Copy pdf files based on the content (keyword)


I am trying to create the cmd code to scan through and copy the pdf files containing certain keyword and to save the copies to the separate folder. Below is my code, but it doesn't work

@echo off

set "source=C:\instructions"
set "target=C:\instructions\cafe"
set "string=cafe"

set "logfile=logs.txt"

call :main >> "%logfile%"

pause

goto :EOF

:main

for /r "%source%\%dt%" %%a in ("*.pdf") do (
    find /c /i "%string%" "%%~a" 1>&2
    if not errorlevel 1 (
        set /p "out=%%~a / " <nul
        if exist "%target%\%%~nxa" (
            echo:Already exists
        ) ELSE (
            copy "%%~a" "%target%"
            if errorlevel 1 (
                echo:Failed
            ) ELSE (
                echo:Success
            )
        )
    )
)

goto :EOF

Could anyone help me with this please?


Solution

  • Find only works on the plain text content of an encoded pdf so if the keywords are encrypted they may not be found. To get around that limitation windows has content indexing, which for pdf needs an iFilter, which is usually provided by the default pdf reader (avoid adding more than one).
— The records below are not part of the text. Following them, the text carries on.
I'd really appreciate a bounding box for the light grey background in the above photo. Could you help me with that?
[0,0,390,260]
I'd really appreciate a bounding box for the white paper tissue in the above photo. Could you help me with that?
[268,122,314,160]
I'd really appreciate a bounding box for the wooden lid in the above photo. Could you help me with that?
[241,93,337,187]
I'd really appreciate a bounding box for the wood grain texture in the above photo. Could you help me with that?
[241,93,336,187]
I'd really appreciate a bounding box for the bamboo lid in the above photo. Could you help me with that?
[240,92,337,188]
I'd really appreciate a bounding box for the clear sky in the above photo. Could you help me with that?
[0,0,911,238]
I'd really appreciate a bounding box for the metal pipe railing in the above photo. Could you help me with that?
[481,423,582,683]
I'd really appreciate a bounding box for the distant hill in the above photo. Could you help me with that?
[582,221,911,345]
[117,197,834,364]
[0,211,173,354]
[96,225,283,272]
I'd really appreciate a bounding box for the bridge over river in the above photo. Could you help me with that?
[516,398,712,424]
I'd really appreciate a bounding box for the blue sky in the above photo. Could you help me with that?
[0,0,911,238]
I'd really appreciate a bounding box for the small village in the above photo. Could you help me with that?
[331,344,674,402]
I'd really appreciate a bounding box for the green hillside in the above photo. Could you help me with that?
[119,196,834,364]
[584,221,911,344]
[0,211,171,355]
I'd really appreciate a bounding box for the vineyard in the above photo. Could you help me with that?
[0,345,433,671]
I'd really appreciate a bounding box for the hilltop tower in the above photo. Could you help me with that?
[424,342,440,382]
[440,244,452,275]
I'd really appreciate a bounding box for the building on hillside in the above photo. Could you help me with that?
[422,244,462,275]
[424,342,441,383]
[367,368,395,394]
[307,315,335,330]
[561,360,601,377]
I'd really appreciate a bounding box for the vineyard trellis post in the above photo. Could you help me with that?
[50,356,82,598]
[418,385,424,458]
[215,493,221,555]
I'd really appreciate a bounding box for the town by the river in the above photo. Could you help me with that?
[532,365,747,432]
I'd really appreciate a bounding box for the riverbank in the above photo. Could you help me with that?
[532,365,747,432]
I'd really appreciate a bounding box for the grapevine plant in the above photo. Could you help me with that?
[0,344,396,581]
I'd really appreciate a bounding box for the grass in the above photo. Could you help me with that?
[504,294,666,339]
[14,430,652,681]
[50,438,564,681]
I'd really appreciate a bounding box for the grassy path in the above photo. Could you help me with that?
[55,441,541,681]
If you did not install one from Adobe, SumatraPDF, Tracker PDF-Xchange or Foxit Reader. you will find a good (free but limited) one at https://www.pdflib.com/download/tet-pdf-ifilter/

    Assuming the text is detectable

    Your main issue is the common need for setlocal enabledelayedexpansion there are a few others (such as if target folder does not exist) so I suggest you remove the hiding of messages but have corrected the main problem.

    @echo off
    
    REM use delayed expansion for testing !errorlevel!
    setlocal enabledelayedexpansion
    
    set "source=C:\instructions"
    set "target=C:\instructions\cafe"
    set "string=cafe"
    set "logfile=logs.txt"
    
    call :main >> "%logfile%"
    
    pause
    
    goto :EOF
    
    :main
    REM &dt% will default to nothing ? is it needed?
    
    for /r "%source%\%dt%" %%a in ("*.pdf") do (
        find /c /i "%string%" "%%~a" 1>&2
    REM your test here needs changing to this
        if !errorlevel! == 0 (
            set /p "out=%%~a / " <nul
            if exist "%target%\%%~nxa" (
                echo:Already exists
            ) ELSE (
                copy "%%~a" "%target%"
    REM your test here needs changing to this
                if !errorlevel! == 1 (
                    echo:Failed
                ) ELSE (
                    echo:Success
                )
            )
        )
    )
    
    goto :EOF